Segregation predicts gene behavior that matches the chromosome behavior observed by cytogeneticists. Genes are in pairs because chromosomes are in pairs. The gene pairs associate during gamete formation when the homologous chromosomes pair in prophase I. The gene pairs separate when the homologous pairs separate in anaphase I followed by chromatid separation in anaphase II. Thus, chromosome behavior dictates the gene’s segregation behavior.
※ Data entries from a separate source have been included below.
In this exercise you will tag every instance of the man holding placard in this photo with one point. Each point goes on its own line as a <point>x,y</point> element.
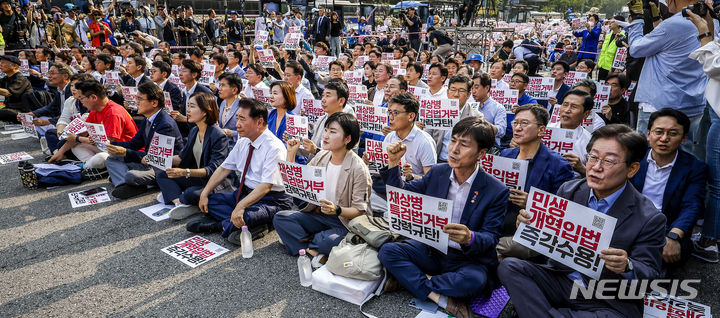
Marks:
<point>129,170</point>
<point>478,208</point>
<point>635,250</point>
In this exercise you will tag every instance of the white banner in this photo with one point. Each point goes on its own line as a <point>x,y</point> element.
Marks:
<point>567,232</point>
<point>419,217</point>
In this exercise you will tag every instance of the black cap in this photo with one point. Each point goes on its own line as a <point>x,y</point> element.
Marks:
<point>10,58</point>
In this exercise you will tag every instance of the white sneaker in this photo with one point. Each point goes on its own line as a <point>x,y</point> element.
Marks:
<point>160,198</point>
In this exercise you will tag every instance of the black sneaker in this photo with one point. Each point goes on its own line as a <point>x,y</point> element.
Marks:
<point>125,191</point>
<point>93,174</point>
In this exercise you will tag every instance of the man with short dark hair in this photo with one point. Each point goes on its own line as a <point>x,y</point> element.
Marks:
<point>674,180</point>
<point>260,192</point>
<point>128,170</point>
<point>473,228</point>
<point>635,251</point>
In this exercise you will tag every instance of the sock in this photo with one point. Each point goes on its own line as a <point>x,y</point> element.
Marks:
<point>442,301</point>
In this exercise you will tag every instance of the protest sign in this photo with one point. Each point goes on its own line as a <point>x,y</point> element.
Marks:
<point>376,154</point>
<point>208,74</point>
<point>419,91</point>
<point>312,109</point>
<point>296,126</point>
<point>439,113</point>
<point>353,77</point>
<point>112,80</point>
<point>371,118</point>
<point>505,96</point>
<point>661,305</point>
<point>97,134</point>
<point>323,64</point>
<point>28,126</point>
<point>511,172</point>
<point>304,182</point>
<point>292,41</point>
<point>573,77</point>
<point>357,93</point>
<point>14,157</point>
<point>76,126</point>
<point>261,37</point>
<point>130,95</point>
<point>560,140</point>
<point>567,232</point>
<point>620,59</point>
<point>161,151</point>
<point>540,87</point>
<point>88,197</point>
<point>194,251</point>
<point>267,59</point>
<point>419,217</point>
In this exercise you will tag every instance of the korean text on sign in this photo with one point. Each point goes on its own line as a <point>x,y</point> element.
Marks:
<point>194,251</point>
<point>304,182</point>
<point>511,172</point>
<point>419,217</point>
<point>161,151</point>
<point>566,232</point>
<point>437,113</point>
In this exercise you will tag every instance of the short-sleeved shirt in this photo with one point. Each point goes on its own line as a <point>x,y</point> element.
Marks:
<point>119,125</point>
<point>263,164</point>
<point>420,149</point>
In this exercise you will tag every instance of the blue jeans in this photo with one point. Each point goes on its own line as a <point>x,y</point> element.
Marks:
<point>711,227</point>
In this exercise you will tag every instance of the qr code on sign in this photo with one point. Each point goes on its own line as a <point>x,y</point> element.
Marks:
<point>598,222</point>
<point>442,206</point>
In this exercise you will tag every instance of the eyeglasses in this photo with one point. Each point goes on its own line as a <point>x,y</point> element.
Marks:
<point>605,163</point>
<point>522,124</point>
<point>671,133</point>
<point>394,113</point>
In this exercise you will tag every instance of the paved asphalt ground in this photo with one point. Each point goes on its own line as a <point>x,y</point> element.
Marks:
<point>105,260</point>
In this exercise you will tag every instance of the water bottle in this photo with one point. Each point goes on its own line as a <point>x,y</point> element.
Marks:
<point>246,241</point>
<point>43,145</point>
<point>304,269</point>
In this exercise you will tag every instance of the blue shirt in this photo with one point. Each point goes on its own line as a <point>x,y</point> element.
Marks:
<point>669,78</point>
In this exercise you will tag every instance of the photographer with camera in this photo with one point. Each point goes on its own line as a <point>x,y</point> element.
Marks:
<point>412,23</point>
<point>669,78</point>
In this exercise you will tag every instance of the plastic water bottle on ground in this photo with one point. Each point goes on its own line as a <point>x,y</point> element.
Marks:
<point>246,240</point>
<point>304,269</point>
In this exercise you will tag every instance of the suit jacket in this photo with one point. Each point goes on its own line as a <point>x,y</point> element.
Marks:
<point>176,96</point>
<point>640,231</point>
<point>137,146</point>
<point>353,184</point>
<point>214,150</point>
<point>547,171</point>
<point>684,195</point>
<point>55,107</point>
<point>483,214</point>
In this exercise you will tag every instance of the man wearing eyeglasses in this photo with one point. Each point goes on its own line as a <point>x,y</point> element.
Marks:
<point>674,180</point>
<point>636,247</point>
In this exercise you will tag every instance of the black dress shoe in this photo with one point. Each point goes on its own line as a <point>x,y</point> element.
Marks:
<point>204,225</point>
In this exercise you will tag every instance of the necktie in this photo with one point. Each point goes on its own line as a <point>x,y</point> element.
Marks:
<point>242,179</point>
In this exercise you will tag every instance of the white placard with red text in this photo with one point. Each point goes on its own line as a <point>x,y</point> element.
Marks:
<point>304,182</point>
<point>419,217</point>
<point>439,113</point>
<point>161,151</point>
<point>511,172</point>
<point>194,251</point>
<point>566,232</point>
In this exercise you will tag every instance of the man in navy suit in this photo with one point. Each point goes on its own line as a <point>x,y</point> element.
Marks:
<point>674,180</point>
<point>126,165</point>
<point>479,204</point>
<point>635,251</point>
<point>159,73</point>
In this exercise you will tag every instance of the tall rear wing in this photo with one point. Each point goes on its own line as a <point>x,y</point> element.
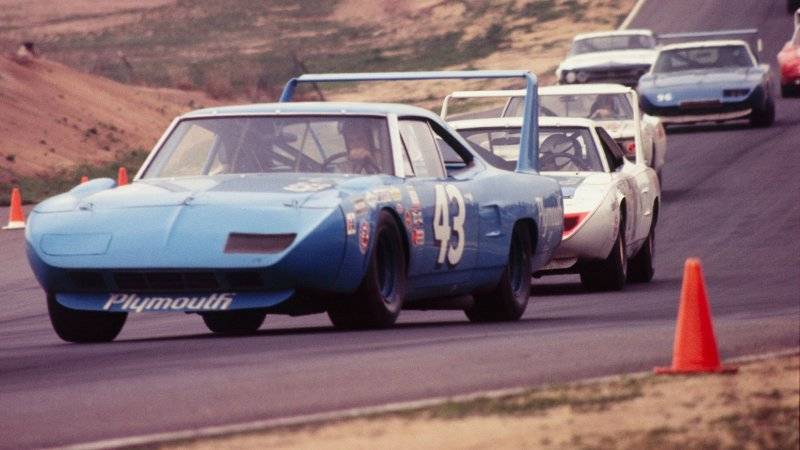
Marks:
<point>529,142</point>
<point>750,34</point>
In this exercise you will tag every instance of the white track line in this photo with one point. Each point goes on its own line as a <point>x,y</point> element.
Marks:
<point>310,419</point>
<point>632,14</point>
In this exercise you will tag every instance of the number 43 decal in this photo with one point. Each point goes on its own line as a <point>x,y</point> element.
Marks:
<point>442,230</point>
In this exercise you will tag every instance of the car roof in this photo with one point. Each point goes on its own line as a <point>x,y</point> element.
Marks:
<point>703,44</point>
<point>507,122</point>
<point>377,109</point>
<point>588,88</point>
<point>613,33</point>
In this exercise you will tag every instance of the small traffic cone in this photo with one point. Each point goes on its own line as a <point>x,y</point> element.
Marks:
<point>695,348</point>
<point>16,217</point>
<point>122,177</point>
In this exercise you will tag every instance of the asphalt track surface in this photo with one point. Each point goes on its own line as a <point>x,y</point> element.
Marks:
<point>731,197</point>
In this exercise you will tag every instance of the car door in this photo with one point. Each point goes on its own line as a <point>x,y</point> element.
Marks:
<point>445,211</point>
<point>621,172</point>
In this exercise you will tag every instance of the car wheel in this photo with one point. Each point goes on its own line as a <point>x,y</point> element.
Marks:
<point>765,116</point>
<point>508,300</point>
<point>640,267</point>
<point>608,274</point>
<point>73,325</point>
<point>234,322</point>
<point>379,298</point>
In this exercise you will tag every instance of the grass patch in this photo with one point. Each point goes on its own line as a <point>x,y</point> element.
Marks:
<point>35,189</point>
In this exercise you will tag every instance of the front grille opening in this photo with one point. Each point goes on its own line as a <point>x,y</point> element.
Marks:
<point>200,280</point>
<point>87,280</point>
<point>244,280</point>
<point>258,243</point>
<point>165,281</point>
<point>130,281</point>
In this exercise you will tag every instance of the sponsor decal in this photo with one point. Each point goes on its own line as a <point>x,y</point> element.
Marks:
<point>408,219</point>
<point>412,194</point>
<point>308,186</point>
<point>350,220</point>
<point>416,217</point>
<point>371,199</point>
<point>384,196</point>
<point>418,237</point>
<point>396,194</point>
<point>363,237</point>
<point>360,206</point>
<point>134,303</point>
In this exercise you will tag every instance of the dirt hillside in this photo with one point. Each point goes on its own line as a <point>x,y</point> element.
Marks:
<point>54,117</point>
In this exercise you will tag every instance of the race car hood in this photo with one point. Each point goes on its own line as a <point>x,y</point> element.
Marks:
<point>244,190</point>
<point>711,79</point>
<point>619,128</point>
<point>189,222</point>
<point>604,59</point>
<point>574,182</point>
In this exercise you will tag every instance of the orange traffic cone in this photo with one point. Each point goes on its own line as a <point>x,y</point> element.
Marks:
<point>695,346</point>
<point>122,177</point>
<point>16,217</point>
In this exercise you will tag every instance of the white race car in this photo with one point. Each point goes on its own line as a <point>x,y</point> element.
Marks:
<point>613,106</point>
<point>620,56</point>
<point>610,203</point>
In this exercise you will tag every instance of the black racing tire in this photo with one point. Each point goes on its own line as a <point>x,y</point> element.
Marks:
<point>234,323</point>
<point>508,300</point>
<point>608,274</point>
<point>764,117</point>
<point>379,298</point>
<point>640,267</point>
<point>73,325</point>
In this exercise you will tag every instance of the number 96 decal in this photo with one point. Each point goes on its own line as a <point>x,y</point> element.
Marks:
<point>443,231</point>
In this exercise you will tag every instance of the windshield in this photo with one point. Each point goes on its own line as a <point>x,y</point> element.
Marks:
<point>267,144</point>
<point>561,149</point>
<point>586,106</point>
<point>703,58</point>
<point>609,43</point>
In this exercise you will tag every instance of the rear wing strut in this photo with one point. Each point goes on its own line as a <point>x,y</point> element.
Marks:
<point>529,142</point>
<point>478,94</point>
<point>750,33</point>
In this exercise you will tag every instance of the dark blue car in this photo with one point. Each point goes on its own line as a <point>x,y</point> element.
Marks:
<point>354,209</point>
<point>708,81</point>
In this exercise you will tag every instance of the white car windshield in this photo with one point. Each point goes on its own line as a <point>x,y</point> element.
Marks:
<point>267,144</point>
<point>561,149</point>
<point>609,43</point>
<point>699,58</point>
<point>585,106</point>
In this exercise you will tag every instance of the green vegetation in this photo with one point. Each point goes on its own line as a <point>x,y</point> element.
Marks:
<point>36,189</point>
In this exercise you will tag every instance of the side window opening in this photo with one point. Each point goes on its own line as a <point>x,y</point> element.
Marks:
<point>421,148</point>
<point>614,153</point>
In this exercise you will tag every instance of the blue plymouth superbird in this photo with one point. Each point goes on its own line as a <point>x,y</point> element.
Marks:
<point>354,209</point>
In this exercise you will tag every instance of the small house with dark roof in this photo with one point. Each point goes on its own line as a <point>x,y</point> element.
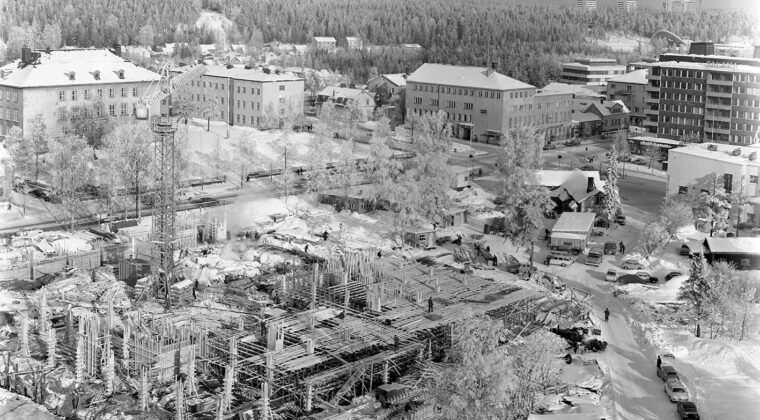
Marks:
<point>743,253</point>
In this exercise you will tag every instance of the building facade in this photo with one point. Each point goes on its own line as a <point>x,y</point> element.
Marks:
<point>247,97</point>
<point>631,89</point>
<point>63,86</point>
<point>587,5</point>
<point>590,71</point>
<point>704,101</point>
<point>627,6</point>
<point>482,104</point>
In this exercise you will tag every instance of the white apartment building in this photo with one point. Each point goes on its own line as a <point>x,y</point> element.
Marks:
<point>737,167</point>
<point>64,85</point>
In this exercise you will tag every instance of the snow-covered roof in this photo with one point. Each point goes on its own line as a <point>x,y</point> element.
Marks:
<point>74,67</point>
<point>465,76</point>
<point>396,78</point>
<point>743,245</point>
<point>574,222</point>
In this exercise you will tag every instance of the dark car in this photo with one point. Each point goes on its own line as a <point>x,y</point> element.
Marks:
<point>687,410</point>
<point>673,274</point>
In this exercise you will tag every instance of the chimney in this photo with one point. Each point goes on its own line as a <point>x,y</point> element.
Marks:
<point>26,55</point>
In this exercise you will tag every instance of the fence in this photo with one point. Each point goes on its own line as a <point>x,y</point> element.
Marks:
<point>87,260</point>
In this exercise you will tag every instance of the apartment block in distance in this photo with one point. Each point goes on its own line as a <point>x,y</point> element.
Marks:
<point>247,97</point>
<point>735,167</point>
<point>482,104</point>
<point>704,102</point>
<point>590,71</point>
<point>627,6</point>
<point>587,5</point>
<point>64,85</point>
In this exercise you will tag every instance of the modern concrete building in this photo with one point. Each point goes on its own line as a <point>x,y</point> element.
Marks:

Independent assortment of gene pairs also correlates with chromosome behavior. Let us consider a dihybrid individual with the genotype BbEe (Figure 16). How many kinds of gametes can it make? The four possible combinations (BE, bE, Be and be) are made at equal frequencies. We can understand why this occurs if we think about what happens to chromosomes at metaphase I of meiosis. The chromosome pair that carries the ‘E’ and ‘e’ genes will be moved independently from the chromosome pair with the ‘B’ and ‘b’ chromosomes. When the chromosomes arrive at the center of the cell at metaphase I, the two tetrads may be aligned so that the ‘E’ and ‘B’ genes move to one cell and the ‘e’ and ‘b’ genes move to the other during the first division. In the other half of the cells that go through meiosis, the tetrads will line up so that the ‘E’ genes will be passed on with the ‘b’ genes and the ‘e’ genes will go with the ‘B’ genes. Keep in mind that organisms that make gametes make thousands of them. The chance alignment of the tetrads at metaphase I therefore dictates the overall frequency of gametes with different combinations of genes when the genes are on separate chromosomes.
When more gene pairs are considered, the same scenarios described above will be true as long as the genes are on separate chromosomes. When genes are on the same chromosome, the role of crossing over on gene inheritance needs to be considered in more detail. We will cover the inheritance of genes on the same chromosome in a later lesson.